CLIN 2005 Abstracts
  • Baseline Models for Modern Hebrew Parsing
    Reut Tsarfaty (ILLC, University of Amsterdam)
    Khalil Simaan (ILLC, University of Amsterdam)
    Hebrew, Arabic, and other Semitic languages have a rich morphology. Many affixes that are appended to the word carry substantial information and can belong to different syntactic categories. Therefore, a first step towards utterance understanding is to extract the different constituents that exist at the word level to allow for further processing (such as part-of-speech tagging and syntactic processing.) This step is typically called morphological analysis. Because of the large scale morphological ambiguity in Semitic languages already in the word level, each word-form might have multiple possible morphological analyses. Picking the correct morphological analysis is largely dependent on contextual information, which is best expressed on top of syntactic structures. However, syntactic analysis (parsing) can only proceed in as much as the sequence of morphological segments is in place.

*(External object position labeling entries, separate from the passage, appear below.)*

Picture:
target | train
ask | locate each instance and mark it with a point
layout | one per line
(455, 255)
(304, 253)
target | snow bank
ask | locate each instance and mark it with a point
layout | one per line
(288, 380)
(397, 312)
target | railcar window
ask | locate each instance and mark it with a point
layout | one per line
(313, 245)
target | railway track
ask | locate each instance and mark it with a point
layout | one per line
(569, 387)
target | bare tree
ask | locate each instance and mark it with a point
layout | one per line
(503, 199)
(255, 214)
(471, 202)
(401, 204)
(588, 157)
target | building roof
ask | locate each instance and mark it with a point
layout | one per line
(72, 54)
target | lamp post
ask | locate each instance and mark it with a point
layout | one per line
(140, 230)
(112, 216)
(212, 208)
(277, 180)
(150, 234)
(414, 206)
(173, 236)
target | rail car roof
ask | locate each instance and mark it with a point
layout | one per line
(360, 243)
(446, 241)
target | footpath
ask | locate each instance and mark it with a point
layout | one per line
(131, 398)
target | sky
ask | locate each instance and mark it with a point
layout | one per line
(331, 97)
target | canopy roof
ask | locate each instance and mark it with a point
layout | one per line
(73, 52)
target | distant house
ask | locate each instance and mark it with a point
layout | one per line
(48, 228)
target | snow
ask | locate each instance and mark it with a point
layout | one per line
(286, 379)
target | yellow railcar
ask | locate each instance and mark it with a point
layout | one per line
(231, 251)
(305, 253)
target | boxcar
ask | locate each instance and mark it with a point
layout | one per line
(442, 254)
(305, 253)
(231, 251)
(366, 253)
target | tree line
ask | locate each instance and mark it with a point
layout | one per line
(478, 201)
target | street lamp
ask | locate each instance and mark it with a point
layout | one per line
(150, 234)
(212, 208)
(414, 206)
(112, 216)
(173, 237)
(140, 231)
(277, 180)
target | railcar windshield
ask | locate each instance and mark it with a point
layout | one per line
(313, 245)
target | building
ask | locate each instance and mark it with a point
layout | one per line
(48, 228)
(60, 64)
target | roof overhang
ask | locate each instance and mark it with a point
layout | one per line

Thus, a suitable treatment of morphological analysis in Semitic languages demands a treatment of syntactic analysis and vice versa. In this talk we describe probabilistic baseline models for Modern Hebrew parsing that incorporate one form of morphological processing, namely segmentation (i.e., the task of identifying the different functional constituents that were concatenated together to form a MH word.) The baseline models allow different layers of processing (morphological analysis, part-of-speech tagging, and parsing) to interact in order to identify the fine-grained segments that are put together to forms words, phrases and sentences, and the syntactic structures that they form. In particular, we show that the span of words is not aligned with the span of syntactic phrases and draw attention to the specific challenges that such phenomenon poses for standard statistical parsing evaluation techniques.